Greenfeld, ilk milletleşme ve milliyetçiliğin İngiltere’de ortaya çıktığı kanaatindedir. “Milli haysiyet duygusu, ulusal bilinci rekabetçi hale getirerek, daha ilk günlerinden itibaren İngilizleri bir saygı yarışına itti. İngilizler bunu yapan ilk milletti. On altıncı yüzyılda bu bilince başka hiçbir yerde rastlanmıyordu.” (s.30) Bu rekabet duygusu, kısa zamanda ekonomik milliyetçiliği doğuracak, on altıncı yüzyıl başlarında Londra’da sadece yetersiz bir kütüphane ve beş ya da altı bilgili insan varken, yirmi otuz yıl içinde seküler bir edebiyat ve yüz yılın sonunda bu edebiyatın doğurduğu bir Shakespeare ortaya çıkacak,”(s.40-41) neticede milliyetçilik, bu küçük ada devletini ateşleyerek, kısa zamanda büyük bir imparatorluk haline getirecekti.
Kitapta, Rus, ABD ve Alman milliyetçiliklerinin kısa tarihleri vukufla ele alınmış. Yazar üç milliyetçilik biçiminin varlığından söz eder. Ona göre; İngiliz milliyetçiliği bireyci, yurttaşlık temelli, Fransız milliyetçiliği kolektivist ve yurttaşlık temelli, Rus milliyetçiliği ise kolektivist/etnik milliyetçilikti.(s.100-101) Rus milliyetçiliğin babası tartışmasız bizim deli dediğimiz büyük Petro’ydu. Petro, 1698’de Avrupa’yı ziyaret etmiş, gördükleri karşısında etkilenerek Rusya’ya döner dönmez ülkesini dönüştürme sürecini başlatmış, (s.80) II.Katerina da bunu devam ettirmişti.(s.85-87) Katerina, daha çok kültürel faaliyetlere yönelmiş, işe ihtiyacı olmayan, çoğu kalabalık malikanelere sahip olan kesimi enerjilerini üretici biçimde kullanmaya çağırarak onları şiir yazmaya teşvik etmiş, haftalık-aylık dergiler çıkarmalarını istemişti.

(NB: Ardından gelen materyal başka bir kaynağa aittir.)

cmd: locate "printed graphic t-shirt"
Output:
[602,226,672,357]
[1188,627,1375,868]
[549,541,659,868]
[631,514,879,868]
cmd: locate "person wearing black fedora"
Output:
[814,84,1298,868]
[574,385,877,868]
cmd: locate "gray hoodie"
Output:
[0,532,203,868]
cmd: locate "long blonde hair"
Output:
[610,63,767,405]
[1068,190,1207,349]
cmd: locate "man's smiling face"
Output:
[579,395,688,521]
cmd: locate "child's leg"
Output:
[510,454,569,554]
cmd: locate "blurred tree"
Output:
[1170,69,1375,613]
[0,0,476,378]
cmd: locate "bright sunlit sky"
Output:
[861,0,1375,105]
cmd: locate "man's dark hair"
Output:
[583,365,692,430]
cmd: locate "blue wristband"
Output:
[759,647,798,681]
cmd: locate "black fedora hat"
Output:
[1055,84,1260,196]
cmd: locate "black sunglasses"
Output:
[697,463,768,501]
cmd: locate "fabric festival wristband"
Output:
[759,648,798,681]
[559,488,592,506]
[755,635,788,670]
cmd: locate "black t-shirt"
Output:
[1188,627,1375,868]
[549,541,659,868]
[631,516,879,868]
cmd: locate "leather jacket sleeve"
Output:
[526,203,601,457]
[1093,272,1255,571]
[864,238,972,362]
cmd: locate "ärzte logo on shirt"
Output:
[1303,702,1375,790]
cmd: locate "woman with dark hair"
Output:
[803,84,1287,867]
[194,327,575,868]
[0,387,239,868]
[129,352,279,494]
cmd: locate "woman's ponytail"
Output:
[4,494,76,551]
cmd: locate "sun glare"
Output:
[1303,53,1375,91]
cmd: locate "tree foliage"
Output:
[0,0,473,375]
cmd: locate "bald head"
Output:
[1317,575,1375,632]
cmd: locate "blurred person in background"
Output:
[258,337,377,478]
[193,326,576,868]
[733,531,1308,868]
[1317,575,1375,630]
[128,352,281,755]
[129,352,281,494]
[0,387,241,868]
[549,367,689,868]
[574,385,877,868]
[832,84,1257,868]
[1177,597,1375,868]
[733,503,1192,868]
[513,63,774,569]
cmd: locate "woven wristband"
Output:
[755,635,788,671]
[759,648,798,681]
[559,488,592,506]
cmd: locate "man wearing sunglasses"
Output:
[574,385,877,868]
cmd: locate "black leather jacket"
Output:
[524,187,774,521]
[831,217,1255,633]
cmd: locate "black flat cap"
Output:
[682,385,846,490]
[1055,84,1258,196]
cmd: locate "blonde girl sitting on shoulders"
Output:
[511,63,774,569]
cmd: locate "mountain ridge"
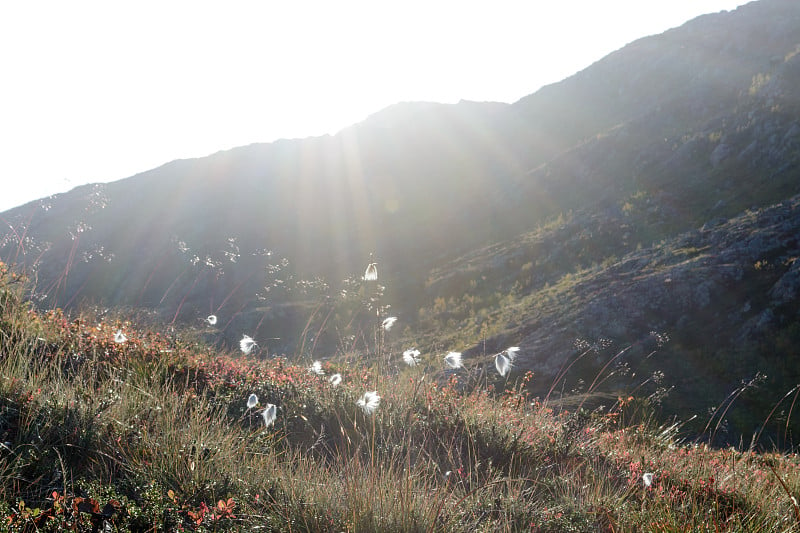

Bu amaçla birçok dergiyi himayesine alıp müstear isimle bizzat kendisi de yazı yazmıştı. Rus şiir ve edebiyatı ilk gelişimi onun himayesi altında olmuştu.(s.89) 1700’lerin başına kadar yazılı bir Rusçanın bile olmadığı(s.84) dikkate alınırsa bunun önemi daha iyi anlaşılır. Onun için şair M.M.Heraskov;“Petro Ruslara beden, Katerina ruh verdi” diyecektir.(s.87) İlginçtir Katerina’dan bir buçuk asır sonra Yahya Kemal, sanatla milletleşme arasındaki ilişkiyi “Resimsizlik ve Şiirsizlik” başlıklı makalesinde şu şekilde anlatacaktır: “Bu iki feci noksanımız olmasaydı bizim milliyetimiz bugün olduğundan yüz kat daha kuvvetli olurdu. Ecdat yüzlerini, eski şehirlerimizi, binalarımızı, kıyafetlerimizi ve bunların tekâmül seyrini, eski seferlerimizi, ordularımızı resimsizlik yüzünden göremiyoruz. Bu noksan bizim muhayyilelerimizi de zayıf bırakmıştır.”(Sait Başer, Yahya Kemal’de Türk Müslümanlığı,s.239)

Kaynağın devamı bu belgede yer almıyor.